The NYTBR is, however, a little bit separate from the rest of the paper, and so the reason I didn’t take part actually pertains to their own problems, not their bosses’.

I’ll refer you briefly for more information to Maris Kreizman’s excellent recent essay (vol. 7 of The Maris Review) on the fall of a big old pillar in publishing’s temple, the impact of which has hurled a bunch of dust and debris into the air so that nobody can see anything or wants to go anywhere near the structurally suspicious temple:

It began with whispers and DMs: Did you see what so-and-so wrote? Was so-and-so always like this? Did you know that so-and-so was once married to so-and-so?
Yes, I’m talking about Pamela Paul, the once esteemed editor of the New York Times Book Review who is now writing Bari Weiss-lite columns for the Opinions section. 
I feel naive for being so shocked. Even after I thought I’d been properly jaded by a couple of decades working in media, I still believed that there were a few positions one simply couldn’t hold if one was, well, a hack. 
Since her column began in 2022 Pamela Paul has come out as a smug reactionary, bravely coming out against DEI, bravely speaking up for billionaire TERF, JK Rowling, and bravely asserting that campus protests for Palestine lack the moral clarity of previous anti-apartheid demonstrations. It was bad enough to learn that she held such a large variety of terrible opinions and to begin to contemplate how such opinions may have influenced book coverage under her reign at the Book Review. 
But the even greater shock, at least for me, is learning she’s not even skillful in expressing her terrible opinions. Her work is mostly a potpourri of hateful takes intermixed with mundane garbage.

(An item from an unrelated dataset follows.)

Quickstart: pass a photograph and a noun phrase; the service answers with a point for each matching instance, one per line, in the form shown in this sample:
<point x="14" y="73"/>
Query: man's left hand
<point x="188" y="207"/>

I don’t need to retread the foolishness of Paul’s work—Maris has done a great job of trudging through the archive for those links. Max Read did an excellent analysis a while back. But her point here is exactly right. I’ve got no problem with a conservative thinker who does their work properly and Paul does not. There are aspects of the NYTBR which made sense once it all came together: Daphne Merkin’s gibberish, Paul's American Dirt commentary.

Maris is clear that actually the current editor of the NYTBR is great! His name is Gilbert Cruz and none of this is his fault. However, a great deal of trust has evaporated in the wake of the revelation that Pamela Paul is an actual procedural idiot—as in, she doesn't understand what makes criticism good and cannot write it herself. It is going to take a lot of work to restore it. That work is going to have to come in the form of good and reasonable and consistent book criticism. 

It’s still possible to do, but there are too many holdover regulars from Paul’s reign writing and no indication at all that the desk has soul-searched at the practical or theoretical level about what she did to their professional reputation. There are also a lot more stories about her behavior behind the scenes with employees that I can’t repeat here but please know that she deserves every drubbing that comes her way and more. What she doesn’t deserve is this graceless retirement to the tubthumping section. 

Anyway, the point is: The NYTBR brand is a bit fucked, nobody wants to work with them yet, it’s not going to happen for a good minute, and they should hold off on vote-based critical activities for a while.